Danny Preston

Personal information
- Full name: Daniel James Preston
- Date of birth: 6 August 2000 (age 25)
- Position: Left back

Team information
- Current team: Alfreton Town

Youth career
- 2016–2019: Nottingham Forest

Senior career*
- Years: Team / Apps / (Gls)
- 2019–2021: Nottingham Forest / 0 / (0)
- 2019–2020: → Alfreton Town (loan) / 8 / (0)
- 2020–2021: → Grimsby Town (loan) / 25 / (0)
- 2021–: Alfreton Town / 62 / (1)

= Danny Preston =

English footballer (born 2000)

Daniel James Preston (born 6 August 2000) is an English professional footballer who plays as a left back for Alfreton Town in the National League North.

==Career==
===Nottingham Forest===
Preston joined the Nottingham Forest academy in 2016. During the 2018–19 season, Preston trained with the first team under Aitor Karanka.

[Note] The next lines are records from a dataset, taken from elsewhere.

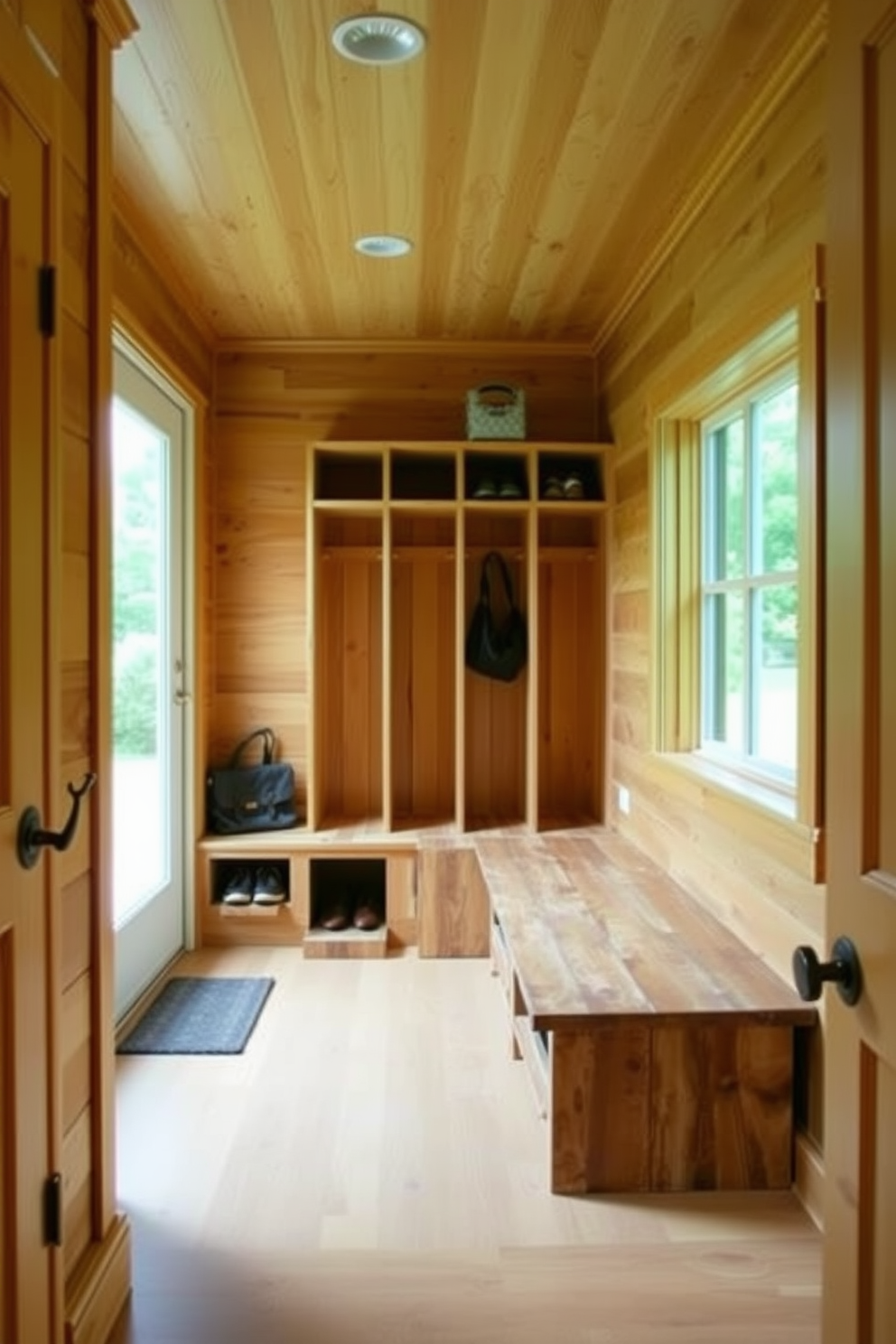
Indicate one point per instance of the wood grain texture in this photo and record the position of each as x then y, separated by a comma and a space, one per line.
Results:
598, 930
453, 909
424, 1211
246, 148
424, 669
749, 257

On 5 December 2019, Preston moved on loan to National League North side Alfreton Town. Preston made 8 appearances for Alfreton during his spell at the club.

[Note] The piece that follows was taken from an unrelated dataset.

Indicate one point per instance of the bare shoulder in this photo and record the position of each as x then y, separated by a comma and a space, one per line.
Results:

On 3 September 2020, Preston made his second loan spell, joining EFL League Two side Grimsby Town on a season-long loan. He made his debut on 5 September 2020, starting in an EFL Cup match against Morecambe.

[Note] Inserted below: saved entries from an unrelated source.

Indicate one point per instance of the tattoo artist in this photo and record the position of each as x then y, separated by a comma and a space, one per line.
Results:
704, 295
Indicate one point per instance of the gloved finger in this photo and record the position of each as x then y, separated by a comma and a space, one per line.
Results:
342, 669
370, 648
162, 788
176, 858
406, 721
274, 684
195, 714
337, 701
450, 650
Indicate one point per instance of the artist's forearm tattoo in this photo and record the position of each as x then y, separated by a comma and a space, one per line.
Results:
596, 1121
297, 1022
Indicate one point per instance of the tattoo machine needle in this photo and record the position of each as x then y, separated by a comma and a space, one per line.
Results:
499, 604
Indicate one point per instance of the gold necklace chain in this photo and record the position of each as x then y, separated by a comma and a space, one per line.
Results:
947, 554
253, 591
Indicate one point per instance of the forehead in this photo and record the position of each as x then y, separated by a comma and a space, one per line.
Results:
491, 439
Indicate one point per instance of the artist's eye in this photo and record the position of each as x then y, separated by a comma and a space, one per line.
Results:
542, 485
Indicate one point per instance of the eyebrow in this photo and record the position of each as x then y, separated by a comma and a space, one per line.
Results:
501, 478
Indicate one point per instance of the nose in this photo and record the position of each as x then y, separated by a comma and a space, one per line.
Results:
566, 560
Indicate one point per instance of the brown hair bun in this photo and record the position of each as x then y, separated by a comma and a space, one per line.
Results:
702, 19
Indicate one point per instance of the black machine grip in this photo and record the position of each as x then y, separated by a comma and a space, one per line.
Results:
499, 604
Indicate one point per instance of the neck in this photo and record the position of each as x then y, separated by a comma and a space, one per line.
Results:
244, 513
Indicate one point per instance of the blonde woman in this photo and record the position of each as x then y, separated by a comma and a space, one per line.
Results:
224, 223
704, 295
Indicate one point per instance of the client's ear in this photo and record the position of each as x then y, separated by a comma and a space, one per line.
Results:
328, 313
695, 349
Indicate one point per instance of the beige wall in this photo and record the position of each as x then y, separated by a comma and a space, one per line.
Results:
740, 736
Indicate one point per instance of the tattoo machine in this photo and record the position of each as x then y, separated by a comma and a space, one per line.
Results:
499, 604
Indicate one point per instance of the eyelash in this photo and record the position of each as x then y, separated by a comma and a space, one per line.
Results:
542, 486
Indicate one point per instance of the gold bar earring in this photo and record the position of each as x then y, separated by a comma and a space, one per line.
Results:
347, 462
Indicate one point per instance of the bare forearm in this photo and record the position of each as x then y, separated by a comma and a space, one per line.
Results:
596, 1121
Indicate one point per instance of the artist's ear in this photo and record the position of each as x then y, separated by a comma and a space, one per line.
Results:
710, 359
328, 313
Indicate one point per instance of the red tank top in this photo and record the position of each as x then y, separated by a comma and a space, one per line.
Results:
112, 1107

On 1 February 2021, Preston was recalled from his loan spell at Grimsby, having made 29 appearances.

===Alfreton Town===
At the end of the season, Preston was released by Forest. He spent time on trial with Forest Green Rovers in September 2021.

On 30 October 2021, Preston signed with National League North side Alfreton Town.